Multiple source data models

INSPIRE provides guidance on how to indicate in metadata the level of harmonisation of the service. Unfortunately this feature is not broadly adopted yet, many data providers provide non harmonised data without indicating it as such.

In case data is provided using the INSPIRE Soil Model you can use Hale Studio to import gml to an alternative datamodel.
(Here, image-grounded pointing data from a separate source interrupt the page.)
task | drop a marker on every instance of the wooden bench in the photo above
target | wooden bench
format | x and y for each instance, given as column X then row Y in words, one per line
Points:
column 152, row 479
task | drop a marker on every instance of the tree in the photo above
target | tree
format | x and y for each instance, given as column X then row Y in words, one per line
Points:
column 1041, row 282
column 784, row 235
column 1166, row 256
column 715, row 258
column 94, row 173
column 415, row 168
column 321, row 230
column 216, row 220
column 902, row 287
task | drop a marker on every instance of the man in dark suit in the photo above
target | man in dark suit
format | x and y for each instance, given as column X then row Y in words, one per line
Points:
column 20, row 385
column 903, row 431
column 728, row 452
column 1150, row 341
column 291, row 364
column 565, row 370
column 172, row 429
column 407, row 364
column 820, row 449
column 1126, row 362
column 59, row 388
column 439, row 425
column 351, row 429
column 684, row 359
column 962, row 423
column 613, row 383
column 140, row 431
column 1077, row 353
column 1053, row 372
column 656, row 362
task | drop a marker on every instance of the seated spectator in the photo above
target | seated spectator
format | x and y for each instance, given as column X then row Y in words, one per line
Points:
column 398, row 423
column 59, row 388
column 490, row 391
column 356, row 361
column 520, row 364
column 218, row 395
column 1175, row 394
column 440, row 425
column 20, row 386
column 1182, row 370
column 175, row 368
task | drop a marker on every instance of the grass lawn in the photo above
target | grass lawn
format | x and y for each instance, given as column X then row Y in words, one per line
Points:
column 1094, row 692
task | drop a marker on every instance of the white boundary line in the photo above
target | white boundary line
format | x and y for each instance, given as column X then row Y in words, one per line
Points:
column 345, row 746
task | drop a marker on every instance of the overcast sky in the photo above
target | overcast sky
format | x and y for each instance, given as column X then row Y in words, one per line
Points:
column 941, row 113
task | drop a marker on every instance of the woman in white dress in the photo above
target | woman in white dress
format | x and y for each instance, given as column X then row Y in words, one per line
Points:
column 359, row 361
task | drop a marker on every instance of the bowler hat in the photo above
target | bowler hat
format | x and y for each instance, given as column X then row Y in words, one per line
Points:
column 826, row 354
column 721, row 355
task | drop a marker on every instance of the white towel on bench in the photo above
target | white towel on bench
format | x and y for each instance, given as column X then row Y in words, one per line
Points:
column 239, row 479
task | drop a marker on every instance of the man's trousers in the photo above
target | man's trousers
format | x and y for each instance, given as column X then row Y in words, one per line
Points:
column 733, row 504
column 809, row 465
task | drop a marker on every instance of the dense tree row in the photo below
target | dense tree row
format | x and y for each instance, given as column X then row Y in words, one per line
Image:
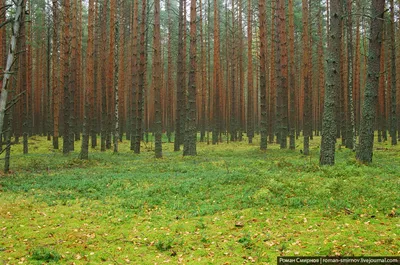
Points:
column 233, row 68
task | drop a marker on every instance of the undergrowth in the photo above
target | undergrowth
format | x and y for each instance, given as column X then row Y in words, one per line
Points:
column 231, row 203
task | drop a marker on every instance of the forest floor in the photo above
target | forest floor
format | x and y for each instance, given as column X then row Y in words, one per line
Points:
column 231, row 204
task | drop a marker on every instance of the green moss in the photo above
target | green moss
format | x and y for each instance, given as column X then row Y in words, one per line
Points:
column 115, row 208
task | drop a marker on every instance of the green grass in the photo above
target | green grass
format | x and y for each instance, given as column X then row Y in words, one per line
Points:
column 231, row 204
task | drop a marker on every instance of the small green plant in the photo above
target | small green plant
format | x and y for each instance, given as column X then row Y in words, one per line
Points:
column 45, row 254
column 164, row 245
column 246, row 242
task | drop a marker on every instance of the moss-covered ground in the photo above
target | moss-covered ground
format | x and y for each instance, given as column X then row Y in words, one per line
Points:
column 231, row 204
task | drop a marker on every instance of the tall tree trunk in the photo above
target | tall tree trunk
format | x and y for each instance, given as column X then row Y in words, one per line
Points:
column 191, row 130
column 365, row 150
column 65, row 60
column 217, row 78
column 103, row 83
column 250, row 88
column 89, row 83
column 350, row 138
column 327, row 154
column 283, row 76
column 263, row 78
column 55, row 77
column 272, row 92
column 142, row 81
column 135, row 77
column 307, row 113
column 170, row 82
column 157, row 80
column 18, row 19
column 393, row 114
column 292, row 81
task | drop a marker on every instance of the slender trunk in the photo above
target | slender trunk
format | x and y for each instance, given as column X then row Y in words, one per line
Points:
column 393, row 114
column 191, row 130
column 327, row 154
column 250, row 88
column 365, row 150
column 263, row 78
column 157, row 80
column 18, row 19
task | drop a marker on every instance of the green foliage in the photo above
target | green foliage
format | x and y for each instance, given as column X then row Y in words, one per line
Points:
column 165, row 244
column 45, row 254
column 231, row 200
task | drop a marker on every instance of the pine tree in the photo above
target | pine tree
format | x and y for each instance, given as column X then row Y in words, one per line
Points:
column 157, row 79
column 263, row 78
column 327, row 154
column 191, row 130
column 366, row 140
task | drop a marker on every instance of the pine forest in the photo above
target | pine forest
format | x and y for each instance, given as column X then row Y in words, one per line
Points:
column 199, row 131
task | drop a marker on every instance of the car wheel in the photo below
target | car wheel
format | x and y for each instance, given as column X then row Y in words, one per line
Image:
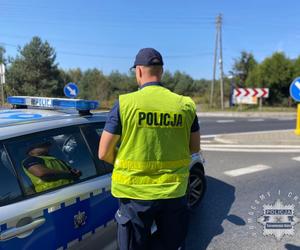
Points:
column 196, row 187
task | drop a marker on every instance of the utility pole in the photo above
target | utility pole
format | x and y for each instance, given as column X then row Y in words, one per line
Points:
column 215, row 64
column 218, row 45
column 221, row 64
column 2, row 81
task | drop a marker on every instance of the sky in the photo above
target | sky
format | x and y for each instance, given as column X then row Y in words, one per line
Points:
column 108, row 34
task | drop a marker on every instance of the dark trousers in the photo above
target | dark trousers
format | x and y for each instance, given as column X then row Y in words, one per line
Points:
column 135, row 219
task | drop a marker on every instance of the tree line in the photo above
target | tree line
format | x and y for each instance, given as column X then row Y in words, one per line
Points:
column 34, row 71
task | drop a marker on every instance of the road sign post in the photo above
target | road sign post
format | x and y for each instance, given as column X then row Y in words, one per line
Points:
column 2, row 81
column 297, row 130
column 295, row 94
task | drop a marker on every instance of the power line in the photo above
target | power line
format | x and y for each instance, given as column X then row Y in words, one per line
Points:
column 218, row 47
column 180, row 56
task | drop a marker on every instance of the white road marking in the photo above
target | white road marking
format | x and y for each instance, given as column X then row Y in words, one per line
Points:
column 286, row 118
column 208, row 136
column 225, row 121
column 249, row 150
column 296, row 158
column 205, row 141
column 256, row 120
column 252, row 146
column 247, row 170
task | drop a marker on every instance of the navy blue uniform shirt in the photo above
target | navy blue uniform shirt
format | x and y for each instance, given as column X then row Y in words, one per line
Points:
column 113, row 123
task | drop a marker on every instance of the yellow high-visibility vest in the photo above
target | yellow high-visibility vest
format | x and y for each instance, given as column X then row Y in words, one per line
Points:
column 153, row 158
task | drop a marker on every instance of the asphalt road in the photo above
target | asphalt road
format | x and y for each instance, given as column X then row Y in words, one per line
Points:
column 227, row 219
column 223, row 125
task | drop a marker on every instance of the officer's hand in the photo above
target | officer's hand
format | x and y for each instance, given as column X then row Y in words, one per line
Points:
column 75, row 173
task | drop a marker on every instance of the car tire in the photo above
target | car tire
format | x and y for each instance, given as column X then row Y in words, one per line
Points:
column 196, row 187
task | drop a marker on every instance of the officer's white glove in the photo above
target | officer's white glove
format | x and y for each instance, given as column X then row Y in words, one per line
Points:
column 198, row 157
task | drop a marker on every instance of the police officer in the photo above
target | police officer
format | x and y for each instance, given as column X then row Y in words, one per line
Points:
column 156, row 131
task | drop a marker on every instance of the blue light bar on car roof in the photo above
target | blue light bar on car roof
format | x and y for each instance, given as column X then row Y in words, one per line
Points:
column 53, row 103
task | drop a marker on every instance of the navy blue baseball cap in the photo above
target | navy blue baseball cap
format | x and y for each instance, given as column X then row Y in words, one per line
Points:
column 148, row 57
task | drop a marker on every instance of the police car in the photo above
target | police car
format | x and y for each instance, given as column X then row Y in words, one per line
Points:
column 76, row 214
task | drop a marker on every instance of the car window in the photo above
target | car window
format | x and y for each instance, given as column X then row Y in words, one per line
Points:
column 9, row 186
column 51, row 159
column 93, row 133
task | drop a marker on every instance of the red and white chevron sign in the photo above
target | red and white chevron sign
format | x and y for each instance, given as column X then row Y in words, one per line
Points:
column 251, row 92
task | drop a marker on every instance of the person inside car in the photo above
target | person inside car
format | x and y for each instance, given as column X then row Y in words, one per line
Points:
column 46, row 171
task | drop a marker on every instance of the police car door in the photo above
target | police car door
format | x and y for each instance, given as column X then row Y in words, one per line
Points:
column 56, row 217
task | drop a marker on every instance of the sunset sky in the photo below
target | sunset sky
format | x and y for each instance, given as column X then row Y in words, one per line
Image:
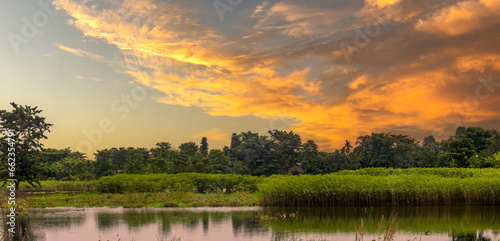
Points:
column 146, row 71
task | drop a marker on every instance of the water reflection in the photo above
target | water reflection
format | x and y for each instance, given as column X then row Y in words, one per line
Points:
column 256, row 223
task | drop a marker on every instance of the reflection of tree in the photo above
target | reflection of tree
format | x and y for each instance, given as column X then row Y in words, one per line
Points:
column 470, row 237
column 106, row 221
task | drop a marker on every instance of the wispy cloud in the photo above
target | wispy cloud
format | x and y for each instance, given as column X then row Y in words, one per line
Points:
column 213, row 134
column 87, row 78
column 288, row 63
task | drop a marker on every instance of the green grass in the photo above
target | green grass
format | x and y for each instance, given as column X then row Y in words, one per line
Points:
column 159, row 199
column 365, row 187
column 60, row 186
column 385, row 187
column 185, row 182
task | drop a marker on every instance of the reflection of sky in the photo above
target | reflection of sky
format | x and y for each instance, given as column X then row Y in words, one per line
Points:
column 232, row 223
column 414, row 68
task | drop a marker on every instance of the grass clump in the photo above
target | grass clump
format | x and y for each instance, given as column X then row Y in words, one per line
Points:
column 385, row 187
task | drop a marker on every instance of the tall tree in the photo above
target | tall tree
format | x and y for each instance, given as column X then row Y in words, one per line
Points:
column 204, row 146
column 21, row 131
column 347, row 147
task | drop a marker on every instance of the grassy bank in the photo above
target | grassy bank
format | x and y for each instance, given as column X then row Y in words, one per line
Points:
column 184, row 182
column 385, row 187
column 160, row 199
column 365, row 187
column 60, row 186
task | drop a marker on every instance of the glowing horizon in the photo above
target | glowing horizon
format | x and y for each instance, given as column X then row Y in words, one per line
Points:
column 133, row 73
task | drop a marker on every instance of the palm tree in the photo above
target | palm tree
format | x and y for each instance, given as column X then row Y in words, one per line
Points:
column 347, row 146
Because INSPIRE Soil is based on the Observations and Measurements model, it is possible to publish soil data using a SOS or SensorThings API. At this moment there are no known implementations of SOS or STA to provide Soil data. I’m not aware of procedures to download full datasets from a sensor service and transform them, but the use case may not be relevant to sensor data. A multitude of sensor clients is available to interact directly with Sensor Services, providing the options to filter the results and extract only the relevant data for a use case.

Importing WFS data

Because a single INSPIRE Soil dataset consists of multiple featuretypes (plots, profiles, horizons, observations, …) requesting the full dataset is not possible using a single WFS GetFeature request. Instead a client should consult the service capabilities to evaluate which featuretypes are available and iterate over each of them.

INSPIRE mandates the availability of a stored query on any WFS which is able to download the full dataset in a single request. This is by far the easiest option to download a dataset. However consider that this option is not provided by some providers.
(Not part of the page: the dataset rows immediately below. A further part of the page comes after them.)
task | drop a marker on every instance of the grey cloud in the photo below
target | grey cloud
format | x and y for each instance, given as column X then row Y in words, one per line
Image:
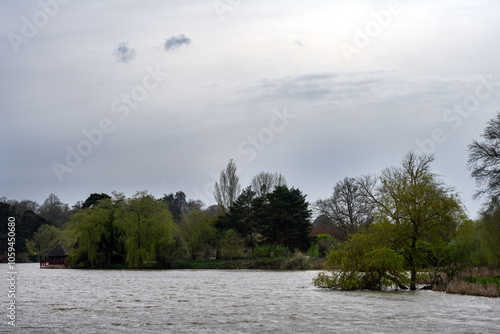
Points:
column 123, row 53
column 175, row 42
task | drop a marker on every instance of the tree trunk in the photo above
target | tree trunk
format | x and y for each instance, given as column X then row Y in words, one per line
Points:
column 413, row 279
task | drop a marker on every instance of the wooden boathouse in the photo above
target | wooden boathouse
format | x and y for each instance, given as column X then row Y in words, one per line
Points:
column 54, row 257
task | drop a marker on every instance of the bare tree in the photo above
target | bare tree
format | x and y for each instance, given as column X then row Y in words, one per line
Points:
column 348, row 208
column 265, row 182
column 484, row 160
column 228, row 188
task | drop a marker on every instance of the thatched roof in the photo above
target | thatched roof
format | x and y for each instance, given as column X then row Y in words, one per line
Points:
column 57, row 250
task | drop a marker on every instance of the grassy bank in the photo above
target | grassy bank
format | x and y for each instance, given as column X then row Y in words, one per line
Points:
column 274, row 263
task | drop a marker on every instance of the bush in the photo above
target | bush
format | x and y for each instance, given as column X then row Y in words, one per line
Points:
column 231, row 245
column 298, row 260
column 271, row 251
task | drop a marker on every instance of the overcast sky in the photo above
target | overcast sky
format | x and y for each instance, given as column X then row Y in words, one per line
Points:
column 159, row 95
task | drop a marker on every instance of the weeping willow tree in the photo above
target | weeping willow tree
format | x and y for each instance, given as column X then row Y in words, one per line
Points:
column 148, row 230
column 94, row 229
column 139, row 231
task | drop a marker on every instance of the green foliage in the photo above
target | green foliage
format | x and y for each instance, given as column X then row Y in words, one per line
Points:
column 283, row 218
column 489, row 233
column 297, row 260
column 92, row 227
column 364, row 263
column 231, row 245
column 148, row 230
column 199, row 232
column 313, row 251
column 322, row 245
column 138, row 231
column 241, row 218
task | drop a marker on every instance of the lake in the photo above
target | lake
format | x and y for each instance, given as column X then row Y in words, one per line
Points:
column 228, row 301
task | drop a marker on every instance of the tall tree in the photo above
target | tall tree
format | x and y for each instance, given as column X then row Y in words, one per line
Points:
column 484, row 160
column 95, row 230
column 418, row 207
column 348, row 208
column 241, row 217
column 227, row 189
column 149, row 231
column 54, row 210
column 284, row 218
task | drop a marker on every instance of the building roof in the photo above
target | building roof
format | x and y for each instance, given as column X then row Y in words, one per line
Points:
column 57, row 250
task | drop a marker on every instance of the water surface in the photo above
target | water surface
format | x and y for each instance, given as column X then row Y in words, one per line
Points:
column 229, row 301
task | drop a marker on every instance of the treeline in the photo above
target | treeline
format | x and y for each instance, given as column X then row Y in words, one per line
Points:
column 265, row 219
column 38, row 227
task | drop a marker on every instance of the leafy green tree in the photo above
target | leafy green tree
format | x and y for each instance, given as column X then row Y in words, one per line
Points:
column 55, row 211
column 149, row 231
column 348, row 208
column 227, row 189
column 241, row 217
column 48, row 236
column 177, row 204
column 364, row 262
column 199, row 231
column 283, row 218
column 231, row 245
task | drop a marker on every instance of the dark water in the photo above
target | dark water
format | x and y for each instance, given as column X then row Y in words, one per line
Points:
column 236, row 301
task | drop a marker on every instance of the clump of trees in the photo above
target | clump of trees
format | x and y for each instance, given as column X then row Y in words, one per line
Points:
column 145, row 232
column 413, row 216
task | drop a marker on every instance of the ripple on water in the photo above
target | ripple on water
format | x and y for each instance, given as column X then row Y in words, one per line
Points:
column 210, row 301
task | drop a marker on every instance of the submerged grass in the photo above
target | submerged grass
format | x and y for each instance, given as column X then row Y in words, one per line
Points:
column 474, row 281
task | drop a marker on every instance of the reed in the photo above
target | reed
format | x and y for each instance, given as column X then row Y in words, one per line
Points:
column 468, row 282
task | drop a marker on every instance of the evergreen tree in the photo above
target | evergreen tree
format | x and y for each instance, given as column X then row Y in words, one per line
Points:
column 284, row 218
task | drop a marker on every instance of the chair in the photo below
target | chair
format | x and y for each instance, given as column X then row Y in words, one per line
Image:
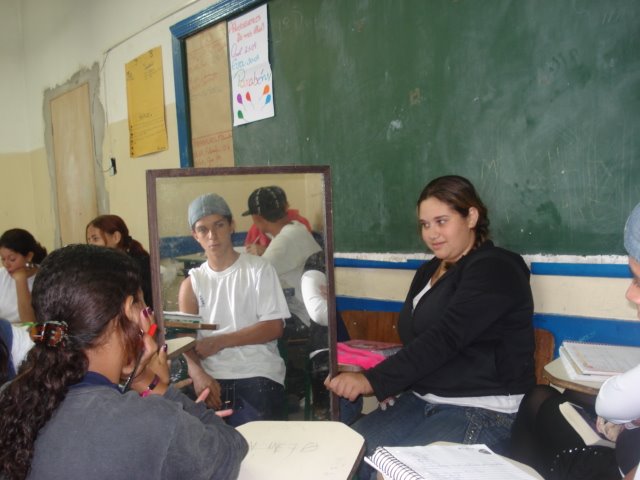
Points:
column 543, row 353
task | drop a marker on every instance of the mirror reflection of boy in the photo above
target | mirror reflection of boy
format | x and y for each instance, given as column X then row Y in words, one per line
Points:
column 241, row 294
column 256, row 242
column 290, row 247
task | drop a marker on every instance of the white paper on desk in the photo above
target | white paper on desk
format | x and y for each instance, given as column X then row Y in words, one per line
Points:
column 456, row 462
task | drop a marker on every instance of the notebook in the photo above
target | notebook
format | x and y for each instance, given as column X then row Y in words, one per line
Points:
column 601, row 359
column 572, row 369
column 440, row 462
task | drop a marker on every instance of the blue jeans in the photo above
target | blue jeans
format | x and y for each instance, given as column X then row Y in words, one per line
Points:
column 412, row 421
column 256, row 398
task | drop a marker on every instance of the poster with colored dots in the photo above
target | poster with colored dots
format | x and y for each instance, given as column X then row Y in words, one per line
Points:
column 251, row 78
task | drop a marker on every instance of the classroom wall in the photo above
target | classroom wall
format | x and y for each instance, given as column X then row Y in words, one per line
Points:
column 45, row 44
column 592, row 297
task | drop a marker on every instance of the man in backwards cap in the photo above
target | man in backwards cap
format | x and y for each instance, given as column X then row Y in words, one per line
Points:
column 241, row 294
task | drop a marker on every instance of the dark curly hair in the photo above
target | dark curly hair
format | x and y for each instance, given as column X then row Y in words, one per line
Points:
column 460, row 194
column 21, row 241
column 86, row 287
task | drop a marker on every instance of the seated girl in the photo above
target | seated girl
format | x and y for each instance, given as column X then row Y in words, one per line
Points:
column 467, row 334
column 20, row 254
column 542, row 437
column 64, row 415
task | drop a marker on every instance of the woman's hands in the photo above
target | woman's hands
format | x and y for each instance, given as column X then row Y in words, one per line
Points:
column 349, row 385
column 153, row 360
column 202, row 382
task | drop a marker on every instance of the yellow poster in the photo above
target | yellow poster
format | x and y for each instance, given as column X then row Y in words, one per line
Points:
column 145, row 102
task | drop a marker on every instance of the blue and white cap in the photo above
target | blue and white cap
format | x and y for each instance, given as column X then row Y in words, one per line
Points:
column 208, row 204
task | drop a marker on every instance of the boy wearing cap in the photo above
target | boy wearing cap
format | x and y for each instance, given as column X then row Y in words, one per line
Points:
column 241, row 294
column 290, row 247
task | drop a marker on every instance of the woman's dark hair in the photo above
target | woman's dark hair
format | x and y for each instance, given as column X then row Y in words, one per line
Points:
column 85, row 286
column 23, row 242
column 460, row 194
column 113, row 223
column 5, row 358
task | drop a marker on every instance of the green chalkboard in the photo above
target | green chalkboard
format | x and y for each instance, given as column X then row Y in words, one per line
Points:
column 536, row 101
The GDAL utility supports GMLAS (GML Application Schema) and is able to import gml from WFS and store it in for example a database. See the GDAL recipe for an example. Hale studio is also able to import data from a WFS.

!!! note

If you open a rich INSPIRE WFS service in QGIS, you will get unexpected results. In some cases QGIS will be able to extract a geometry and display the layer, but in other cases it will open each featuretype as a table (without geometry). Links between layers and tables are not imported. A [GMLAS plugin](https://plugins.qgis.org/plugins/gml_application_schema_toolbox/) (based on the GDAL GMLAS functionality) has been developed in 2016, but adoption has been low and the project seems currently unmaintained.

Code list mappings

Common codelists are stored on the INSPIRE registry, or common registries such as Agrovoc or Gemet. If a value needs to be registered which is not in those registries, organisations have the option to publish an extended version of the code list locally. Code list values are typically provided as a URI referencing the concept in a registry.
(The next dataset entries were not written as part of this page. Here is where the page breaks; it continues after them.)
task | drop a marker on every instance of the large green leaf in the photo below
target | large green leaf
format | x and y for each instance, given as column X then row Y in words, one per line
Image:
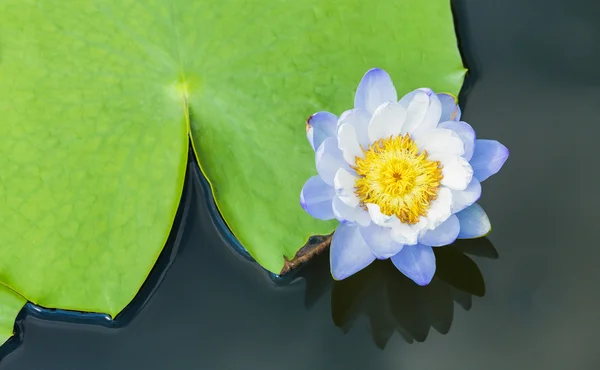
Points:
column 97, row 99
column 10, row 305
column 274, row 64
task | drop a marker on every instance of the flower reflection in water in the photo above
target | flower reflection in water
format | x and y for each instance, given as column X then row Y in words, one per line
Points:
column 392, row 302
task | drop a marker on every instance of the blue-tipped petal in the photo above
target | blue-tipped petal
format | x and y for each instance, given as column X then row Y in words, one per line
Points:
column 375, row 88
column 346, row 213
column 474, row 223
column 450, row 109
column 417, row 262
column 380, row 240
column 446, row 233
column 466, row 133
column 316, row 198
column 461, row 199
column 423, row 111
column 349, row 253
column 359, row 120
column 329, row 159
column 320, row 126
column 488, row 158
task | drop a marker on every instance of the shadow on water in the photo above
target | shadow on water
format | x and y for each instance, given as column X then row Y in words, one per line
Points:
column 392, row 302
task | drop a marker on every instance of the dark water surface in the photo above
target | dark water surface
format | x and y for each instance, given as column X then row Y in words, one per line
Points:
column 534, row 86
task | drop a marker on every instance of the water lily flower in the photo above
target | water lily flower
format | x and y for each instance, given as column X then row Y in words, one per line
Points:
column 401, row 176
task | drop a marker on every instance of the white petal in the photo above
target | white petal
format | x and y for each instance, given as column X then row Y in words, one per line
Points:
column 407, row 234
column 417, row 263
column 346, row 213
column 439, row 209
column 321, row 125
column 416, row 104
column 380, row 240
column 349, row 253
column 450, row 109
column 359, row 119
column 343, row 183
column 444, row 234
column 457, row 171
column 348, row 143
column 466, row 133
column 387, row 121
column 316, row 198
column 379, row 218
column 441, row 141
column 374, row 89
column 474, row 222
column 423, row 111
column 329, row 159
column 461, row 199
column 488, row 157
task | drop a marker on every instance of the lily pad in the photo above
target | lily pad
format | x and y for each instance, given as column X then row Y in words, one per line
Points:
column 98, row 99
column 10, row 305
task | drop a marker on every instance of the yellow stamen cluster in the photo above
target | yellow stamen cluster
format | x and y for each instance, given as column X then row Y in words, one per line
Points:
column 398, row 178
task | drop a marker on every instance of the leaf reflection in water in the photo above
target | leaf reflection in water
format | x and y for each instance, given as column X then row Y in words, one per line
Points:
column 392, row 302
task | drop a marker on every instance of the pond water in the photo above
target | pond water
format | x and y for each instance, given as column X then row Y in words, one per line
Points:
column 535, row 86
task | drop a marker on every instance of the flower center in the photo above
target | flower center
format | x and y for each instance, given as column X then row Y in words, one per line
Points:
column 398, row 178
The soil model has various codelists. Important codelists are the (WRB) soil clasification, the observed soil property and the methods used in the laboratory. It is important to understand if the method used impacts the measured value. For example there are various methods to measure pH, which each give a specific value. Pedo transfer functions exist to recalculate the value based on the method used. Prior to applying a pedo transfer function, you have to map the codelist from the remote dataset to the code list used locally. Some cases can exist:

  • Both datasets reference the same value from a common code list
  • The dataset references a remote concept, but it matches with a concept used locally
  • The dataset references a remote concept, but no local representation exists for the concept
  • No information exists on the concept used

Option 1 is optimal, option 2 requires a mapping table (a suggestion can be made to include the concept on the inspire registry), option 3 and 4 are problematic, these cases should be decided on case by case. Hale studio includes an option to provide mapping tables to map codelist values.